Advent in the Northlands

Viewing pictures of the various Advent Processions in Anglican cathedrals across these Islands has reminded me of the Laudian vision of a 'Union of the Churches of the Northern Kingdoms'. While we do not quite experience Scandinavian darkness during late November and December, the more northerly parts of these Islands do know late afternoon darkness, a reminder that we are close to the Northlands. Today in Armagh, for example, the sun will set on Ireland's ecclesiastical capital at 4:06pm.

Something of this is captured in the contrast between light and darkness which marks the beginning of Advent in cathedrals. The Winter darkness which falls over Scandinavia also touches these Islands and is illumined by our Advent processions.

Why, however, might this bring to mind that Laudian ambition of a 'Union of the Churches of the Northern Kingdoms', an ambition fulfilled with the Porvoo Communion? Laudian and High Church observers frequently pointed to the 'Churches of the Northern Kingdoms' possessing a shared church order and liturgical practices. Advent - and the Advent Processions in particular - suggest how this is so.

The most dramatic pictures of Advent Processions in these Islands are from cathedrals.  The Anglican and Episcopalian cathedrals of England, Ireland, Scotland, and Wales obviously embody an episcopal order. Some of Knox's heirs inadvertently illustrated this when, as the late Queen lay in state in St. Giles, Edinburgh, they insisted that St. Giles should not be described as a cathedral for there is no cathedra in a Presbyterian ecclesiastical polity. 

This is not the case across the North Sea, in the Scandinavian lands. There the cathedrals hold the cathedra for bishops, embodying the episcopal order of the Churches of Norway, Sweden, Finland, and Denmark.  Even where the historic succession in terms of the laying on of hands was interrupted, as was the case in Denmark at the Reformation, the continuity of historic sees maintained episcopal order (a point made, by the way, in a significant Anglo-catholic commentary on the Porvoo Agreement).

If the Advent Processions in cathedrals intimates a shared episcopal order, the light cast by the Processions is also suggestive of shared liturgical practices and piety.  The Advent candles which adorn Scandinavian homes, the light of Lucia celebrations in mid-Advent, and the candles which light Scandinavian cemeteries on Christmas Eve, all testify to the importance of light in the Scandinavian Advent. The popularity of Advent Processions in cathedrals in these Islands (and we might note that many English cathedrals now ticket these services because of their popularity) suggests a similar yearning for light in the dark months.

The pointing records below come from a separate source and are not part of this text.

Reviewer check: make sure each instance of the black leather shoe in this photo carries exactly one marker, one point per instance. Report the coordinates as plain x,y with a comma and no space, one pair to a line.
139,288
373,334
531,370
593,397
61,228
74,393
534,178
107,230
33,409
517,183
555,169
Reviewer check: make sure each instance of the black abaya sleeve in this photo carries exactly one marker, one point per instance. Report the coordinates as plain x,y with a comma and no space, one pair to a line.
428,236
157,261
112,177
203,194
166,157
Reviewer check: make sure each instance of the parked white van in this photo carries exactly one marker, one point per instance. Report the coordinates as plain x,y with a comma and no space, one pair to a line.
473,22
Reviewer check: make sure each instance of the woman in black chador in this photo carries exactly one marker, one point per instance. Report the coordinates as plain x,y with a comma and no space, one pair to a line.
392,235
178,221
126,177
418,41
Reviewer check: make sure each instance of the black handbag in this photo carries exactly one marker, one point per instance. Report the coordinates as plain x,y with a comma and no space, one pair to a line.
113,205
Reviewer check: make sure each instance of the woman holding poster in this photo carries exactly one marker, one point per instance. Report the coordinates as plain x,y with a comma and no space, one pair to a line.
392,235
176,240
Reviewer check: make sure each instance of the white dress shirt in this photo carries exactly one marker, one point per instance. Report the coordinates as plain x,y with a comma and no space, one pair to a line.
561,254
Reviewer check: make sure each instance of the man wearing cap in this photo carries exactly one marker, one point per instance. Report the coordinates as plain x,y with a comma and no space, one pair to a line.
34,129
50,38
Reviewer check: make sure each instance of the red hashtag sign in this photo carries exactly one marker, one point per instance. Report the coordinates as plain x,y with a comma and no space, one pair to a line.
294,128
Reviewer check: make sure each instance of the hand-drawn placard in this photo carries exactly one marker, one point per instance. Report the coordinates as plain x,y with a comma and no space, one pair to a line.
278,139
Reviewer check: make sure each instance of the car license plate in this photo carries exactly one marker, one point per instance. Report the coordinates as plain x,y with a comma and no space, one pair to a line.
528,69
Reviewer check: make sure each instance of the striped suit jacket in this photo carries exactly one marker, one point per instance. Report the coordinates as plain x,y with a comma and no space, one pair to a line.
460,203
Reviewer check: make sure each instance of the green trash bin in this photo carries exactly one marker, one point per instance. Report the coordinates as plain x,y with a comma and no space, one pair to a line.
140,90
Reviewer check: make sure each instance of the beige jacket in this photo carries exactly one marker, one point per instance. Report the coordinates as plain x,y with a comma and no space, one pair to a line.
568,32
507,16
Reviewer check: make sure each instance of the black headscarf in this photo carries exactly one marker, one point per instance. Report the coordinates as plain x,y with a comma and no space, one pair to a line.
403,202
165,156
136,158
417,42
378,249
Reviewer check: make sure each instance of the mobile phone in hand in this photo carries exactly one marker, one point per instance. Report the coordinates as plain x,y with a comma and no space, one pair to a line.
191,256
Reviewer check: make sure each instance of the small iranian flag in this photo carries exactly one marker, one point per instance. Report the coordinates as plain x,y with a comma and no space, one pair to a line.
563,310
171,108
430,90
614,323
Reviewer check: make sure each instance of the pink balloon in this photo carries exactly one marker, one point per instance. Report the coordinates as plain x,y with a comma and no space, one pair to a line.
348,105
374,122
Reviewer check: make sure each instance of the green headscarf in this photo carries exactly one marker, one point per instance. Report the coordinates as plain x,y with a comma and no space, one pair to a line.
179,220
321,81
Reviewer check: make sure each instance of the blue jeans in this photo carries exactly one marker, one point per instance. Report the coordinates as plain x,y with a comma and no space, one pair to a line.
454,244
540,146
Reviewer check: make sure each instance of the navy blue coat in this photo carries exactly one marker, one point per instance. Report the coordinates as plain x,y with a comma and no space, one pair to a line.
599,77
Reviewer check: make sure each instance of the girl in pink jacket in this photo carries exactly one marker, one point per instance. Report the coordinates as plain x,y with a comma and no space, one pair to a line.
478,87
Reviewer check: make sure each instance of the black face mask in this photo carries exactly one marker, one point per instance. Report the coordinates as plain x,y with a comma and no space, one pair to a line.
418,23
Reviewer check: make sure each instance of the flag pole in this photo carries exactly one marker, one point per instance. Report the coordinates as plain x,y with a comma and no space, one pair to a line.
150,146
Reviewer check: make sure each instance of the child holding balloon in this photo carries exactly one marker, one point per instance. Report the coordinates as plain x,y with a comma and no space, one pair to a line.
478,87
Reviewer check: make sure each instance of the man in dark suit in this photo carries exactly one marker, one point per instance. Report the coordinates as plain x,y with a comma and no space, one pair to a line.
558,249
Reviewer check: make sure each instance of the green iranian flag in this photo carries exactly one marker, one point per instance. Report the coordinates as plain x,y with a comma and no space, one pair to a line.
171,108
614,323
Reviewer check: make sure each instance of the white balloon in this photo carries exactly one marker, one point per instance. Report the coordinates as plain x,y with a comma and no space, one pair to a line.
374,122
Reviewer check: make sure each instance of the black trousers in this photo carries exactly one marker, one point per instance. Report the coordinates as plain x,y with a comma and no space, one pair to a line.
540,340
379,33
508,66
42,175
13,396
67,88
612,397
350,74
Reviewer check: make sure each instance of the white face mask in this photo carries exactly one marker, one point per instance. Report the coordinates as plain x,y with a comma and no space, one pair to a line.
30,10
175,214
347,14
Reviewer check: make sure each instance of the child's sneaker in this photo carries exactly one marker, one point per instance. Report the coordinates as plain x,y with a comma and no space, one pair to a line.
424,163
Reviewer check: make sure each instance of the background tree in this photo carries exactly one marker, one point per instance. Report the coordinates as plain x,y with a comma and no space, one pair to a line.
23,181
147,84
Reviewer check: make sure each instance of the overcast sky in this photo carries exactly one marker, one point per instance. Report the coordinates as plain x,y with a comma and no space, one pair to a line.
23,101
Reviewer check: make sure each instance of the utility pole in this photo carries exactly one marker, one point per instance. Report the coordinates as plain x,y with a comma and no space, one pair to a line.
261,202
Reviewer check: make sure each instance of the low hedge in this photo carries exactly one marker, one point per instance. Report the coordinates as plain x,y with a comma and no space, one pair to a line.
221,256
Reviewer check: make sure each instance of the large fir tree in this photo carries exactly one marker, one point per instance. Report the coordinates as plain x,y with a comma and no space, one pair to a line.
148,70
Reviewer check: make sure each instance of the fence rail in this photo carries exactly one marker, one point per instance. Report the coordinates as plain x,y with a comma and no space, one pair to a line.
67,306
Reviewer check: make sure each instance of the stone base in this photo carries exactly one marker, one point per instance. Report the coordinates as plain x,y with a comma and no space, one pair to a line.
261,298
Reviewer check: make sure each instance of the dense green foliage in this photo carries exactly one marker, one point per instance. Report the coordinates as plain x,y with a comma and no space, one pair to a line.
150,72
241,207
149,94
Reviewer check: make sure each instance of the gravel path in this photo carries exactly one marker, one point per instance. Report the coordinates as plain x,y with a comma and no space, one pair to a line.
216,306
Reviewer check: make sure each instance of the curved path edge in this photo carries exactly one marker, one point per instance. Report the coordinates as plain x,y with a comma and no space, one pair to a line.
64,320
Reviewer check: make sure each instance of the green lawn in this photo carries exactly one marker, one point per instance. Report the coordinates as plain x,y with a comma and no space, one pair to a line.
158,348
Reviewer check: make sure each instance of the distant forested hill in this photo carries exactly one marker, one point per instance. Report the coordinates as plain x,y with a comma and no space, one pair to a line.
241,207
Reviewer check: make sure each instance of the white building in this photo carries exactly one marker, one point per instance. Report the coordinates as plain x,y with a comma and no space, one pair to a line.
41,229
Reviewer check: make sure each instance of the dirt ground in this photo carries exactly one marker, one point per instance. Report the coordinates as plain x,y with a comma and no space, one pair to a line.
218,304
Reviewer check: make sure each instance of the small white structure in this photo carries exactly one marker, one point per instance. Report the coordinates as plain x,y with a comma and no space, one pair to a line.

Underpinning all this, of course, is the fact that the liturgical season of Advent is being observed. This historically distinguished 'the Churches of the Northern Kingdoms' from Reformed Europe, in which no liturgical provision was made for Advent. While it was the case that before the mid- to late-19th century, the Anglican Advent had no ceremonial attached to it, this did not prevent widespread recognition and experience of the meaning of the season. In a 1764 sermon, for example, George Horne (later Bishop of Norwich) said of "the holy season" of Advent that in it the Prayer Book's "services dispel the gloom of melancholy, and put gladness into the hearts of all her children". We might also add that what hymnody was for Lutherans during the season, Cranmer's collect was for Anglicans. 
Also worthy of note is the shared historic lectionary used by Anglican and Lutherans, particularly demonstrated in Luther's great Advent sermons: he is preaching on the same Gospel readings found in BCP 1662. Across the Northlands in the darkness of December, the Advent Gospels rang out.

Advent in the Northlands does indeed speak of that Laudian vision, 'the Union of the Churches of the Northern Kingdoms'. Amidst Winter darkness, Anglicans and Lutherans in these Islands and Scandinavia turn to the light of the Advent hope, carried by episcopally ordered churches and a rich liturgy, grounded in the Christocentric affirmations of the Reformation.  In the words of Cranmer's collect for the Third Sunday of Advent:

Lord, we beseech thee, give ear to our prayers, and by thy gracious visitation lighten the darkness of our hearts, by our Lord Jesus Christ.

(The first picture is of York Minster during the Advent Procession.  The second is of Nidaros Cathedral, Trondheim, Norway.)